Explainable AI shows positive correlation with cognitive psychology domains in higher education
This meta-analysis examined the relationship between explainable artificial intelligence (XAI) and cognitive psychology domains within higher education settings. The study included 62,000 participants from higher education institutions worldwide, making it a large-scale synthesis of existing research. The primary analysis focused on the correlation between XAI and three principal cognitive psychology domains: cognitive load and neural efficiency, attention and working memory, and metacognition and affective interaction. The comparator was not reported, as this was a correlational meta-analysis rather than a comparative trial.
The main results showed positive pooled correlations across these domains, with effect sizes ranging from r = 0.27 to 0.36 (p < 0.001; 95% CrI 0.27, 0.38). The global hypermean association centered on a positive association (r ≈ 0.32). Consistency across clusters was demonstrated with a mean R of 0.79 (p < 0.001). Model fit diagnostics were satisfactory (CFI = 0.96; RMSEA = 0.042). Moderate heterogeneity was observed (I² ≈ 58%).
Secondary outcomes were not reported. Safety and tolerability were not reported, as this meta-analysis did not involve interventions with adverse events. Limitations were not explicitly listed in the input, but the moderate heterogeneity suggests variability across studies. The correlational nature of the data precludes causal inferences.

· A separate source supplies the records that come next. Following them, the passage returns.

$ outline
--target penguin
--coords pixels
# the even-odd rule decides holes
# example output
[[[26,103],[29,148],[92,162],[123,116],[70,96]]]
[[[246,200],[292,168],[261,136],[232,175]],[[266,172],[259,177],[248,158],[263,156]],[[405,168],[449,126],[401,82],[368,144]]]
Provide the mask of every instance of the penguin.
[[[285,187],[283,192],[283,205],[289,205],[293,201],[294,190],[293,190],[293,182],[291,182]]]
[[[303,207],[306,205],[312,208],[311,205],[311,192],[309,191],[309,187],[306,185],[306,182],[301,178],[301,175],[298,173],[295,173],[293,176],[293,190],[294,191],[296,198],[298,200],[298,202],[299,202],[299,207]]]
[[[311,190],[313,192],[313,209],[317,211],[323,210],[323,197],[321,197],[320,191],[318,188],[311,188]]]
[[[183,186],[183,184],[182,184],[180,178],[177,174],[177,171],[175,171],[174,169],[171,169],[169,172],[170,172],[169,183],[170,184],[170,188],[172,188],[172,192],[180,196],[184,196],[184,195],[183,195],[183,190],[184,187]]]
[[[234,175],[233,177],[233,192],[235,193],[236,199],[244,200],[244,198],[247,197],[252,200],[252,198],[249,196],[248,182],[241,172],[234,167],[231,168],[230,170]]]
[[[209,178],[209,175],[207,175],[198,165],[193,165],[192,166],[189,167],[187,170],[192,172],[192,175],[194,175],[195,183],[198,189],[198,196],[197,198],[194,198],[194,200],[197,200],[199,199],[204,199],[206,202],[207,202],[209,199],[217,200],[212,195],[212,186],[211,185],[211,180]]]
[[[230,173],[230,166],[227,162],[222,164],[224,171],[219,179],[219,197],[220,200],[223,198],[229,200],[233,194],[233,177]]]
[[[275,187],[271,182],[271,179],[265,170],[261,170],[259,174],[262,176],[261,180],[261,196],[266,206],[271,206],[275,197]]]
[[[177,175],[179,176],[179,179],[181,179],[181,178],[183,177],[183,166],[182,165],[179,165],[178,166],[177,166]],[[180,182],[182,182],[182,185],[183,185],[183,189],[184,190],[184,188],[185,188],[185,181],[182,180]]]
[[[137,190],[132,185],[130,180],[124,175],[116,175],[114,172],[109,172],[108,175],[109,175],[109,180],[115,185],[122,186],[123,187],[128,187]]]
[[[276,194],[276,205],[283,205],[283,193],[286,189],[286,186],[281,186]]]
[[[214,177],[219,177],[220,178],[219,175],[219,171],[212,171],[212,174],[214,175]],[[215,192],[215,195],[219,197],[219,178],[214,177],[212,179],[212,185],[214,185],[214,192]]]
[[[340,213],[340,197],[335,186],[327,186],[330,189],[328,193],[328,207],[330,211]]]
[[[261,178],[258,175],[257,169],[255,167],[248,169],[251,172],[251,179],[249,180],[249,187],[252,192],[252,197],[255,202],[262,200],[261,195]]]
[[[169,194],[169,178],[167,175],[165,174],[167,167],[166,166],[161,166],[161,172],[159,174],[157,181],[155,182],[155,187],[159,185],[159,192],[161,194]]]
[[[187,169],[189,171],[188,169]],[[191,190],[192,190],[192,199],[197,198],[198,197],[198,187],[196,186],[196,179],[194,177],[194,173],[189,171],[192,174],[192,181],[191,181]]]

Compared to prior research, this meta-analysis provides a comprehensive synthesis of XAI's association with cognitive psychology constructs, supporting its validity in adaptive learning systems. However, no direct comparisons to landmark studies are available from the input.
Methodological limitations include the lack of a comparator group, potential publication bias not assessed, and the moderate heterogeneity. The correlational design means that the observed associations may not reflect causal relationships.

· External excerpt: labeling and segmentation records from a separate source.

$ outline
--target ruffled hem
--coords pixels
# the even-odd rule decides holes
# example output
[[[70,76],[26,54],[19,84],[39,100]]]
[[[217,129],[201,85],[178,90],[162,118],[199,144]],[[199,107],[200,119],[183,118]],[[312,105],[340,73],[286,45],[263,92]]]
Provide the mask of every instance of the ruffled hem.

Clinically, these findings suggest that XAI may be a valid tool for enhancing cognitive psychology outcomes in higher education, particularly in adaptive learning systems. However, educators and developers should interpret these correlations cautiously and consider further experimental research to establish causality.
Unanswered questions include the specific mechanisms driving these associations, the impact of different XAI implementations, and whether these correlations translate into improved learning outcomes in real-world settings.